Calculating voltage drop under constant power: algebraic solution

It’s also possible to reach a solution algebraically:

Formula for current: $$I=P/V_{\text{load}}$$

Formula for voltage seen at the load: $$V_{load}=V_{supply}-RI$$

Substitute the formula for I into the formula for the voltage at the load: $$V_{load}=V_{supply}-\frac{RP}{V_{load}}$$

Multiply both sides by V~load~: $$V_{load}^2=V_{supply}V_{load}-RP$$

Subtract $V_{supply}V_{load}-RP$ from both sides, giving: $$V_{load}^2-V_{supply}V_{load}+RP=0$$

This equation is recognisable as a quadratic in the form $ax^2+bx+c=0$ where $x=V_{load}$ , $a=1$ , $b=-V_{supply}$ and $c=RP$ , which can be solved using the quadratic formula: $$x=\frac{-b\pm\sqrt{b^2-4ac}}{2a}$$

This gives two solutions, which turn out to correspond to the voltage drop in the cable and the voltage at the load.

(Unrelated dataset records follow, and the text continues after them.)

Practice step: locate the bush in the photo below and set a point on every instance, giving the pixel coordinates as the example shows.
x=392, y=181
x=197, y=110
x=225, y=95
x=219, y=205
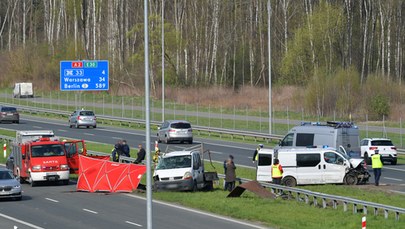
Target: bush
x=379, y=107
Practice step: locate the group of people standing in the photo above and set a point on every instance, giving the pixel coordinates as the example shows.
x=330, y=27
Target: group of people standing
x=121, y=148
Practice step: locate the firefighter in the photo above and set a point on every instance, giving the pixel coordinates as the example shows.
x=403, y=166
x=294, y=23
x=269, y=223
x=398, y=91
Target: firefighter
x=376, y=164
x=255, y=157
x=276, y=172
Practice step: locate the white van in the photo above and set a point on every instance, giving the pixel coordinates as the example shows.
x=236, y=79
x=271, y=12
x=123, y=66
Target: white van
x=312, y=166
x=184, y=171
x=23, y=90
x=331, y=134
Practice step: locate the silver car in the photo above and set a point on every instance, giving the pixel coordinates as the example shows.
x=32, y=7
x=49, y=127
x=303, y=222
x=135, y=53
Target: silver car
x=80, y=118
x=9, y=186
x=175, y=130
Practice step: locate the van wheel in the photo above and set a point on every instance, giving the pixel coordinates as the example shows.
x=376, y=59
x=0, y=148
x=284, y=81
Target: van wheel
x=289, y=181
x=350, y=179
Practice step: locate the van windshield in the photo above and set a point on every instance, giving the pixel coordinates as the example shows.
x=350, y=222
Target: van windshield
x=47, y=150
x=175, y=162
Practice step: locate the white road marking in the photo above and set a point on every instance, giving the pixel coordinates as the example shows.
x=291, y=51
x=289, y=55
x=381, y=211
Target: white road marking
x=200, y=212
x=132, y=223
x=395, y=179
x=56, y=201
x=21, y=221
x=87, y=210
x=216, y=152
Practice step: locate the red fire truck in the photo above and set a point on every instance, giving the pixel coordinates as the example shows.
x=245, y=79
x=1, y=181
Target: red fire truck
x=40, y=156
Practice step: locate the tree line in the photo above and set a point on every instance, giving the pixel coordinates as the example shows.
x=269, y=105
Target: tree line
x=207, y=42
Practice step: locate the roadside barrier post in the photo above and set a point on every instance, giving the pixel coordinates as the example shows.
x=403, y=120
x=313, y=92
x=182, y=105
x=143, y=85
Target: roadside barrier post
x=4, y=150
x=363, y=222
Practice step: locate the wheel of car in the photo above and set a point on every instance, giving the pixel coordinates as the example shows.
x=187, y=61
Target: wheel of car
x=350, y=179
x=289, y=181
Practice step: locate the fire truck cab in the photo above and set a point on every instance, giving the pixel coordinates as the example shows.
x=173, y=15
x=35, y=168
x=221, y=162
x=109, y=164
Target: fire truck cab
x=39, y=156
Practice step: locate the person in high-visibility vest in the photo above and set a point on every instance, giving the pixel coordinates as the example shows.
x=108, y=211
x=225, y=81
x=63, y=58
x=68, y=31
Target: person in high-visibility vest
x=276, y=172
x=376, y=164
x=256, y=153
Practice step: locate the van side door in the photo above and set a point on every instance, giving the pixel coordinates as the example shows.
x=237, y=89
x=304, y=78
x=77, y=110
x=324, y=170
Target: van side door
x=263, y=169
x=334, y=169
x=309, y=168
x=198, y=173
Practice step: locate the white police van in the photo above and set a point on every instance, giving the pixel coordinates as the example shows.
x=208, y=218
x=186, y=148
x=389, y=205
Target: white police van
x=332, y=134
x=312, y=166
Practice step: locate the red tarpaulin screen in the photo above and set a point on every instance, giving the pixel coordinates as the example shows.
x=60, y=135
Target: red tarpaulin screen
x=107, y=176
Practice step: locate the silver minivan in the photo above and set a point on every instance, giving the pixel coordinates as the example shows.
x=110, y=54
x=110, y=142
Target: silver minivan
x=175, y=130
x=82, y=118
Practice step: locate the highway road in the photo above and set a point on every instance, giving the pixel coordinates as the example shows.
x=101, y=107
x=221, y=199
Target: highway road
x=392, y=176
x=57, y=206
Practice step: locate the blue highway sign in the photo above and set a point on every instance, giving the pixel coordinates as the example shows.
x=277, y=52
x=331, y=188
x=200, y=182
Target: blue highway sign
x=84, y=75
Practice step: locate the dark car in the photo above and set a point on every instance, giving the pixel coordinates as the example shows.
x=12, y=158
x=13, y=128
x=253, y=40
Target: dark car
x=9, y=114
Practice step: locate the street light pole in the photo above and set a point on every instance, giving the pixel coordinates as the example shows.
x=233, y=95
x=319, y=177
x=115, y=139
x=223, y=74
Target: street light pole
x=147, y=117
x=269, y=50
x=163, y=60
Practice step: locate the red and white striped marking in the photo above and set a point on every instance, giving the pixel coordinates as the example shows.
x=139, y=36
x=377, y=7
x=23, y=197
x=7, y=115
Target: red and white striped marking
x=363, y=222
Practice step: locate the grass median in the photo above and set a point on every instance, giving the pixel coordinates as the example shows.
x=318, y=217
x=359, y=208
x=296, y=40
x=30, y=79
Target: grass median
x=279, y=213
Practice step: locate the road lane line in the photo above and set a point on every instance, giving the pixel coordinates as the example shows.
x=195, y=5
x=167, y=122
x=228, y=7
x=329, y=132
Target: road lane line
x=52, y=200
x=132, y=223
x=21, y=221
x=395, y=179
x=200, y=212
x=87, y=210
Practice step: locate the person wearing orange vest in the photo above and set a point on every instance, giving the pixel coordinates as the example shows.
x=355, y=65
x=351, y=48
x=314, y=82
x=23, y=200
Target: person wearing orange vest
x=276, y=172
x=376, y=164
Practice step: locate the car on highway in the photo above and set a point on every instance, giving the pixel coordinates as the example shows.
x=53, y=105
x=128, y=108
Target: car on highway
x=82, y=117
x=9, y=114
x=175, y=130
x=386, y=149
x=10, y=187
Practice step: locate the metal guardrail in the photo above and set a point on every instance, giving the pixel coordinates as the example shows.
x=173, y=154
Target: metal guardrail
x=209, y=130
x=219, y=131
x=313, y=197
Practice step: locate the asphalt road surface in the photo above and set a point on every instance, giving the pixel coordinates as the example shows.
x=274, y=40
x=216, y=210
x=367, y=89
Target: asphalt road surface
x=392, y=175
x=59, y=206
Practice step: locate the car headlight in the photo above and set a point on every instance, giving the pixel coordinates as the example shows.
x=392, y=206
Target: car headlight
x=36, y=168
x=64, y=167
x=187, y=176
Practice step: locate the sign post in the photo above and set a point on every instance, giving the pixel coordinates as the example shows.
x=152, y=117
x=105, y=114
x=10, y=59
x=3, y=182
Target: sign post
x=84, y=75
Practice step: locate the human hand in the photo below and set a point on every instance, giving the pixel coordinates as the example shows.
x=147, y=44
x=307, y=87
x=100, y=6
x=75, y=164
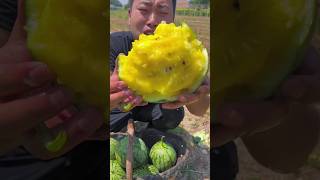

$$V_{drop}=\frac{V_{supply}-\sqrt{V_{supply}^2-4RP}}2$$

and

$$V_{load}=\frac{V_{supply}+\sqrt{V_{supply}^2-4RP}}2$$

Substituting in the known values

$V_{supply}=12$ , $R=2.4$ and $P=6$

Gives

$$V_{drop}=\frac{12-\sqrt{12^2-4\times2.4\times6}}2\approx1.35$$

and

$$V_{load}=\frac{12+\sqrt{12^2-4\times2.4\times6}}2\approx10.65$$

In other words, I could expect the router to see about 10.7V for its supply when it is connected to the end of the long cable.

This voltage drop wastes about 0.8 watts of power in the cable.

Practical consequences of voltage drop

In this case, it turned out that the router worked perfectly well on what was indeed about 10.7V, so there was no real problem.

0.8 watts over the length of the cable is not a major issue, especially given that it’s used outdoors and not coiled up.

Had the router not enjoyed running on a reduced voltage, I probably would have installed a boost converter at the router end of the cable, to bring the voltage back up to 12V, rather than trying to find a different cable with a known, lower resistance.